If you use authentication in your NestJS app, our JWT authentication with refresh tokens guide shows how to attach user and plan data to every request — which you need for Strategies 3 and 4. The NestJS project structure guide explains how we organise guards and middleware in production modules.
Conclusion
The API that survived 50,000 requests in 12 minutes did not survive because the code was clever. It survived because we added rate limiting after the first outage, and every release since has been behind a throttle that prevents one bad integration from taking down the whole system.
The four NestJS API rate limiting strategies here are not mutually exclusive. Start with in-memory for your MVP. Add Redis when you scale past one server. Build per-user tracking when you add authentication. Graduate to plan-based limits when you have enough customers that the API pricing conversation becomes a boardroom topic.
Pick the strategy that matches where your API is today. If you are already past the "50,000 requests in 12 minutes" stage, skip straight to Redis and plan-based limits. That database fall-over was not fun the first time, and you should not have to live through your own version of it. If you would rather get the throttling right before the outage teaches you, we are happy to take a look.
Frequently Asked Questions
API rate limiting in NestJS restricts how many requests a client can make within a given time window. It is implemented using the @nestjs/throttler package with a ThrottlerGuard applied globally or per route. Rate limiting prevents abuse, brute-force attacks, and server resource exhaustion by returning HTTP 429 when limits are exceeded.
Create a custom guard that extends ThrottlerGuard and override the getTracker method to return the authenticated user's ID instead of the request IP. Register this custom guard as APP_GUARD in your module. This ensures rate limits follow the user across devices and networks.
A fixed window resets the request count at the end of each time period (e.g., exactly every 60 seconds), which can cause request bursts at window boundaries. A sliding window evaluates the request count over a rolling time frame (e.g., the last 60 seconds), providing smoother and fairer rate limiting. The @nestjs/throttler package uses a fixed window by default; sliding window requires a Redis-based implementation.
Access the ThrottlerRequest object inside a custom ThrottlerGuard by overriding the handleRequest method.
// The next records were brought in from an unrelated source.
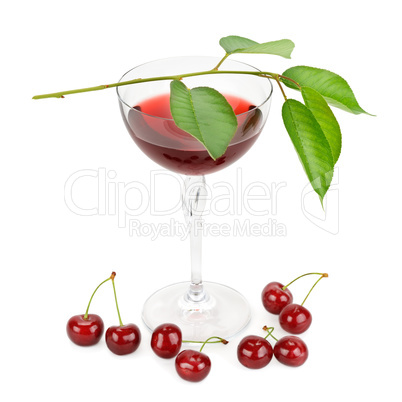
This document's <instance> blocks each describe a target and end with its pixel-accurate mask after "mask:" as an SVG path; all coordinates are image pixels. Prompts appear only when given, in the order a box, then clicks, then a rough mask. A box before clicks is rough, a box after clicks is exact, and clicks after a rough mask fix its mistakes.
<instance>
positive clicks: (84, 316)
mask: <svg viewBox="0 0 402 402" xmlns="http://www.w3.org/2000/svg"><path fill="white" fill-rule="evenodd" d="M113 274H114V275H116V274H115V273H114V272H112V275H111V276H110V277H109V278H107V279H106V280H104V281H103V282H102V283H101V284H100V285H98V287H97V288H96V289H95V290H94V292H93V293H92V296H91V298H90V299H89V303H88V307H87V310H86V311H85V314H84V320H87V319H88V311H89V306H90V305H91V302H92V299H93V297H94V296H95V293H96V291H97V290H98V289H99V288H100V287H101V286H102V285H103V284H104V283H105V282H107V281H110V280H111V279H112V276H113Z"/></svg>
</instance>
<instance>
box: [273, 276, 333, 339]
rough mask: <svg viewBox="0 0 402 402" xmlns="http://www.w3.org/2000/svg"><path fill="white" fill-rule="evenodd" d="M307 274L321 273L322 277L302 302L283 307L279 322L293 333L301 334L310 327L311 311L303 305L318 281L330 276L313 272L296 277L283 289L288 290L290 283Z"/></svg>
mask: <svg viewBox="0 0 402 402" xmlns="http://www.w3.org/2000/svg"><path fill="white" fill-rule="evenodd" d="M306 275H320V277H319V279H318V280H317V281H316V282H315V283H314V285H313V286H312V288H311V289H310V291H309V292H308V294H307V296H306V297H305V299H304V300H303V303H302V304H295V303H291V304H288V305H287V306H285V307H284V308H283V309H282V311H281V312H280V314H279V324H280V325H281V327H282V328H283V329H284V330H285V331H287V332H290V333H291V334H301V333H303V332H305V331H307V329H308V328H309V327H310V325H311V322H312V317H311V313H310V311H308V310H307V309H306V308H305V307H303V304H304V303H305V301H306V300H307V298H308V297H309V295H310V293H311V291H312V290H313V289H314V287H315V286H316V285H317V283H318V282H319V281H320V280H321V279H322V278H327V277H328V274H321V273H318V272H311V273H308V274H304V275H301V276H299V277H298V278H296V279H294V280H293V281H292V282H290V283H289V284H288V285H287V286H285V287H283V289H286V290H287V288H288V286H289V285H291V284H292V283H293V282H295V281H297V280H298V279H299V278H302V277H303V276H306Z"/></svg>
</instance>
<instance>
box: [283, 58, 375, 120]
mask: <svg viewBox="0 0 402 402" xmlns="http://www.w3.org/2000/svg"><path fill="white" fill-rule="evenodd" d="M282 75H283V76H285V77H289V78H291V79H293V80H294V81H296V82H297V83H298V84H300V85H301V86H302V87H309V88H313V89H315V90H316V91H317V92H319V93H320V94H321V95H322V96H323V97H324V98H325V99H326V101H327V102H328V103H329V104H330V105H332V106H335V107H337V108H339V109H342V110H345V111H347V112H350V113H353V114H360V113H365V114H370V113H367V112H366V111H364V110H363V109H362V108H361V107H360V105H359V104H358V103H357V100H356V98H355V95H354V93H353V91H352V89H351V88H350V86H349V84H348V83H347V82H346V81H345V80H344V79H343V78H342V77H340V76H339V75H337V74H335V73H333V72H331V71H328V70H324V69H321V68H315V67H307V66H296V67H291V68H289V69H287V70H286V71H285V72H284V73H283V74H282ZM281 81H282V82H283V83H284V84H285V85H286V86H288V87H289V88H293V89H298V90H299V89H300V88H299V87H297V86H296V85H295V84H294V83H292V82H291V81H288V80H286V78H282V79H281Z"/></svg>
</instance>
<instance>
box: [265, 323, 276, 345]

Read the current request count and TTL from the throttler storage service, then set the X-RateLimit-Limit, X-RateLimit-Remaining, and X-RateLimit-Reset headers on the response.
Use a custom ThrottlerGuard that reads the user's subscription tier from the request (set by your auth middleware) and returns a different limit based on the tier. Free tier users get stricter limits (e.g., 10 req/min), premium users get higher limits (e.g., 100 req/min), and enterprise users get custom limits.